C’était ce mercredi 07 mars 2018 le grand débat des candidats au poste de secrétaire général du Parti socialiste (PS), devant seulement 204 000 spectateurs. Sans plus attendre, je vais commencer par achever le suspense : qui peut gagner à part Olivier FAURE ?

Lequel se retrouvera élu par une partie des 30 000 électeurs encartés et à jour de cotisation. (On rappellera qu’il n’y en eu guère plus de 90 000 – 120 000 revendiqués – sous le précédent mandat au cours duquel ils ont tout contrôlé ; soit quasiment autant que d’élus sur des listes socialistes en France…)

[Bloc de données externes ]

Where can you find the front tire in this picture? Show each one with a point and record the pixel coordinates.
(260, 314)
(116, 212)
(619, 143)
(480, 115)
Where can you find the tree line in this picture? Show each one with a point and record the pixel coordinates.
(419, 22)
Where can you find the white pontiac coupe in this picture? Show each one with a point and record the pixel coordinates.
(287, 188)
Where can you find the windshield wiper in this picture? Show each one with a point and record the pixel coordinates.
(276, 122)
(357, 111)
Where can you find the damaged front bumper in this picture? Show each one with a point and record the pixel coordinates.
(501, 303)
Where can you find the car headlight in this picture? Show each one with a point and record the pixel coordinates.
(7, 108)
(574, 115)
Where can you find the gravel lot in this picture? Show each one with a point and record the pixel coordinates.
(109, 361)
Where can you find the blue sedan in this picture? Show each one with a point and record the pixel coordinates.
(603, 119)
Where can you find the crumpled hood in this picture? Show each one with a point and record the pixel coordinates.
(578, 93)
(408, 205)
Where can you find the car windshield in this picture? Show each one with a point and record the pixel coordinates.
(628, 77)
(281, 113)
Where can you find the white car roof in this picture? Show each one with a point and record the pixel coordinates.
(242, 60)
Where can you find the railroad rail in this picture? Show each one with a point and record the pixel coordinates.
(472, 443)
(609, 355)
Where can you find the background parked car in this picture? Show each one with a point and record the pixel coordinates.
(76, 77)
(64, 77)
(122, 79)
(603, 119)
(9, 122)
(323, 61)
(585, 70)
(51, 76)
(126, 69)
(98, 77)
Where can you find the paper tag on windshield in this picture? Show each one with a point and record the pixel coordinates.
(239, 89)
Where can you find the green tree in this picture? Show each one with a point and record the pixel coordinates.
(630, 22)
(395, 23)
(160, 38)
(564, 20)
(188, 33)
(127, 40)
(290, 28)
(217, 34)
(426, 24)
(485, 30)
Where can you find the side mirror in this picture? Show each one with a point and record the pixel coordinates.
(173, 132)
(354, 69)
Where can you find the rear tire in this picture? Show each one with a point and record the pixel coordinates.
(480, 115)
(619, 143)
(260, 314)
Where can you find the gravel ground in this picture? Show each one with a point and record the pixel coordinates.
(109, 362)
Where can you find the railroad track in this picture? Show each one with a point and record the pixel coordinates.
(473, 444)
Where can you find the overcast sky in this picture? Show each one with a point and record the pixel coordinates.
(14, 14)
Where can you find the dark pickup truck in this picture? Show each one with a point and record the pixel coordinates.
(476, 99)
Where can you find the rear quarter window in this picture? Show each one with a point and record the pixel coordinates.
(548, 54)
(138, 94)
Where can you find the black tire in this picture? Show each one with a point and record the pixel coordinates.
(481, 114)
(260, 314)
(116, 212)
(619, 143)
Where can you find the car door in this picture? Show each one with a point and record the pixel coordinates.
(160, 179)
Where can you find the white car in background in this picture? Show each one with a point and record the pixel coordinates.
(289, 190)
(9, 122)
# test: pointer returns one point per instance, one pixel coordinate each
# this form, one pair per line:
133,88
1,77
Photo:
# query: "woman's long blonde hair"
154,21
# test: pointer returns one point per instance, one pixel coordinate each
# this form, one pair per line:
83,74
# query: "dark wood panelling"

Mais surtout pour quoi faire ? Le Parti socialiste est inaudible donc mort, poignardé à la fois par sa gauche mélenchoniste et sa droite macroniste. Il reste donc un centre-gauche qui ne veut juste pas se positionner, et fait semblant de croire à une drôle de synthèse insipide qui annone tels des mantras : l’écologie, le féminisme, le progrès et l’accueil des migrants.

Ce n’est pas tellement la faute de HOLLANDE. Davantage celle d’un rideau, installé depuis trente ans, qui est tombé : la gauche n’est pas sociale, et encore moins socialiste. (La droite ne l’est pas non plus ; en réalité, aucun parti ne l’est, sinon des personnes individuellement)

Les cadres du PS sont des petits-bourgeois, qui se sont formés dans les officines de gauche, et ne connaissent et ne comprennent pas grand chose à la vraie vie. Ils souffrent beaucoup en ce moment dans les médias (et je trouve cela très jouissif) par rapport à #Balancetonporc, ou aux révélations sur leurs trains de vie.


Mais qui se rappelle encore de MITTERRAND, qui en 1971 lors du Congrès fondateur du PS, disait : « Celui qui n’accepte pas la rupture avec l’ordre établi, avec la société capitaliste. Celui-là, je le dis, ne peut pas être adhérent du Parti socialiste » ?

Concept auquel il n’a jamais crû, et auquel il a officiellement renoncé en 1983. De là, que pouvait faire la gauche, à part se renier de bout en bout ? Et d’en remettre une grave couche avec l’Europe, et le traité européen, allant contre le vote du Peuple français.

La seule chance du PS a été de se maintenir comme deuxième force politique française, et de bénéficier des alternances, tout en suscitant un nouvel espoir à la fin des années 1990, en s’alliant avec le centre autour du thème de la social-démocratie et en s’emparant de l’écologie.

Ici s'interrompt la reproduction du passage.